Kamala Khan, Marvel’s new Muslim supergirl

NPR’s Michel Martin (my favorite host on radio) interviews author G. Willow Wilson on her new comic book creation, Kamala Khan, a 16-year-old Muslim public high school student from Jersey City. Khan is also the first Muslim superhero to star in her own mainstream comic book series.

(Two question for Marvel: She is a 16-year-old observant Muslim girl — can you leave something  to the imagination regarding her anatomy? And do flat-chested girls ever get their own comics?)

States seeking alternatives to lethal injection

A shortage of the drug states typically use to carry out executions by lethal injection has led some state officials and legislators to propose different methods, including the firing squad. One state still uses it: Utah.

A family believes its children are possessed

It sounds like bad reality TV but this is actual a thoughtful, fascinating piece about a Gary, Ind. family who believes its children are possessed by demons. The Indianapolis Star’s Marisa Kwiatowski interviews the family, the priest, the social worker, the doctor . . .  and finds conflicting explanations for what has befallen poor people who sincerely believe something awful is inhabiting their basement. A priest finds an exorcism is in order.
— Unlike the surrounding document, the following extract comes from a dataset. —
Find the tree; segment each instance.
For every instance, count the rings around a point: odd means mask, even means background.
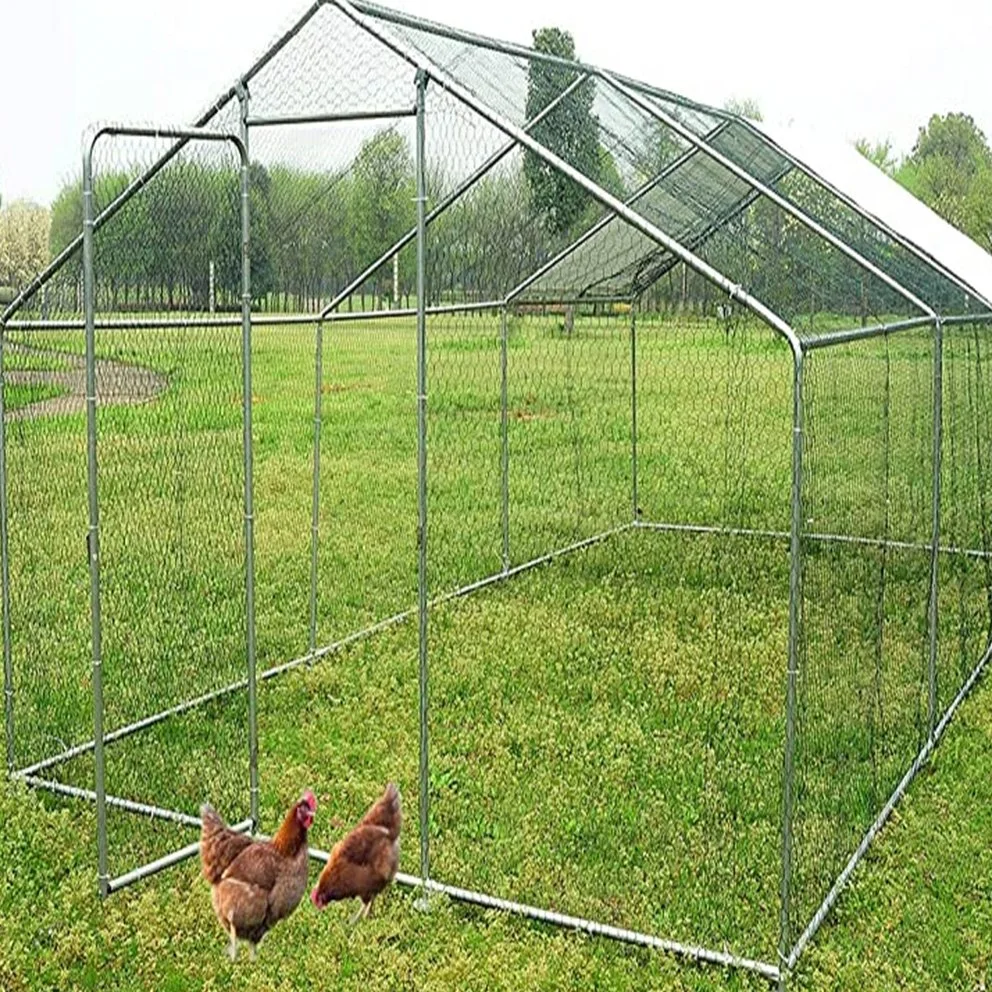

Duping a pregnant ex-girlfriend to abort

Feel bad story of the day: The son of a Florida fertility doctor told his pregnant lover that the pill was an antibiotic, when it was really misoprostol — the pregnancy-ending drug he wanted her to take to induce an abortion. She miscarried, six weeks into the pregnancy. He quotes the Bible at sentencing, and gets almost 14 years in a minimum-security prison. Because John Andrew Weldon pleaded guilty, prosecutors dropped a murder charge.


Goodbye Pete Seeger

He was not a man of religion, but who could doubt the Spirit in him. Here’s the NYT obit. Here is his “If I Had A Hammer” from 1963.

http://youtu.be/F5G4YPNGnVE

And take a gander  . . . 

Pat Bagley explains why that Mormon ban on alcohol is not so Absolut.

In 1492 Spain expelled the Jews. In 2012 it said it wanted them back. One Jewish guy from New York does what he can to become Spanish.

Update: That N.J. couple who wanted to sell the naming rights to their eighth — sorry, ninth! — daughter, has named her.